Examples of function sequences in C[0,1] that are Cauchy but not convergent

To better train my intuition, what are some illustrative examples of function sequences in C[0,1] that are Cauchy but do not converge under the integral norm?

You can get examples by considering elements of $L^1[0,1]$ that are not equal almost everywhere to any continuous function, and considering sequences of continuous functions converging in the $L^1$ norm to these discontinuous functions. Because convergent sequences are Cauchy and $L^1$ limits are unique up to equality almost everywhere, such sequences will be Cauchy and nonconvergent in $C[0,1]$.

E.g., let $f$ be $1$ on $[0,\frac{1}{2}]$ and $0$ elsewhere. Let $f_n$ be the continuous function that is $1$ on $[0,\frac{1}{2}]$, $0$ on $[\frac{1}{2}+\frac{1}{n},1]$, and linear on $[\frac{1}{2},\frac{1}{2}+\frac{1}{n}]$. Then because $f_n\to f$ in $L^1$, $(f_n)$ is Cauchy. (The Cauchy-ness is also easy to verify directly.) If there were a limit function $g\in C[0,1]$, you would have $g=f$ a.e.. But this is impossible, because the left-hand and right-hand limits at $\frac{1}{2}$ would not agree.

More generally, a Cauchy sequence in a metric space $X$ with completion $\overline{X}$ that does not converge in $X$ is basically the same as a sequence in $X$ that converges to an element of $\overline{X}\setminus X$. In a case like this where $X=C[0,1]$ with $L^1$ norm and $\overline{X}=L^1[0,1]$ have explicit descriptions, you can find examples by starting with an element of $\overline{X}\setminus X$, and find a sequence in $X$ converging to that element. The same idea applies to demonstrating nonconvergent Cauchy sequences in $\mathbb{Q}$, where you can take any irrational number and consider the sequence of truncated decimal expansions.

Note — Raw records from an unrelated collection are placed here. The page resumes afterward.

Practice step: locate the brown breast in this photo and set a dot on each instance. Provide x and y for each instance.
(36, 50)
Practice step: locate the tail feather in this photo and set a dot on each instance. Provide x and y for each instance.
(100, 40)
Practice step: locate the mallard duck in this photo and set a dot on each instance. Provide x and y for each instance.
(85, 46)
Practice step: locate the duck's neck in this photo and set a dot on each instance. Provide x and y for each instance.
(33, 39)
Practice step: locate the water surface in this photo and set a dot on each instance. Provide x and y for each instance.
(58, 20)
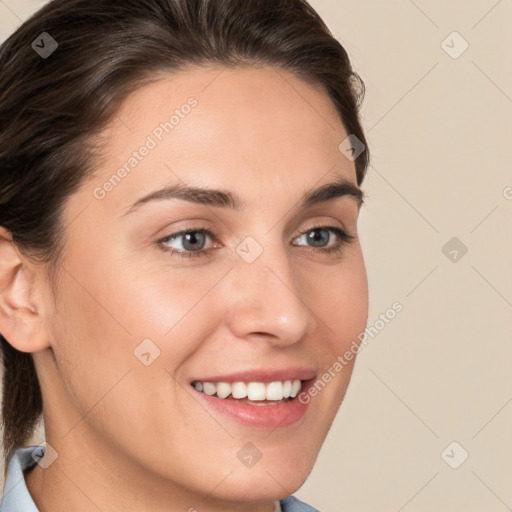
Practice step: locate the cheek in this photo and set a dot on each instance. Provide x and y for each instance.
(339, 298)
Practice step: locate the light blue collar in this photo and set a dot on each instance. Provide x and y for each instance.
(16, 497)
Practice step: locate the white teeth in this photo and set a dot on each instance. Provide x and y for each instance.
(254, 391)
(287, 388)
(223, 389)
(296, 384)
(209, 388)
(274, 391)
(239, 390)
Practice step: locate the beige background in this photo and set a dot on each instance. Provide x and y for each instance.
(440, 136)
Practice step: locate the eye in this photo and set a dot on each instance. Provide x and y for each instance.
(320, 236)
(190, 242)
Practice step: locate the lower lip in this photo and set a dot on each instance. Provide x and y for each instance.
(262, 416)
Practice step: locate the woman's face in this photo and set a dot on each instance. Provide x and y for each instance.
(247, 293)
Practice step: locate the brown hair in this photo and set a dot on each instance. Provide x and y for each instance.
(51, 107)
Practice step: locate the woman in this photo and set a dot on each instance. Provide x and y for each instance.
(169, 376)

By measure theory you can always pass to a subsequence that converges pointwise a.e. so it's usually quite easy to determine the only possible limit. Then you should try to build the examples in such a way that the pointwise (a.e.) limit has no chance of being continuous.

Here's an example of what I have in mind: $f_{n}(x) = \begin{cases} 0 & 0 \leq x \leq \frac{1}{2} \\\ nx - \frac{n}{2} & \frac{1}{2} \leq x \leq \frac{1}{2} + \frac{1}{n} \\\ 1 & \frac{1}{2} + \frac{1}{n} \leq x \leq 1 \end{cases}$ defined for $n \geq 2$. It's easy to see that it converges in the $L^{1}$-norm to the characteristic function of $[\frac{1}{2},1]$.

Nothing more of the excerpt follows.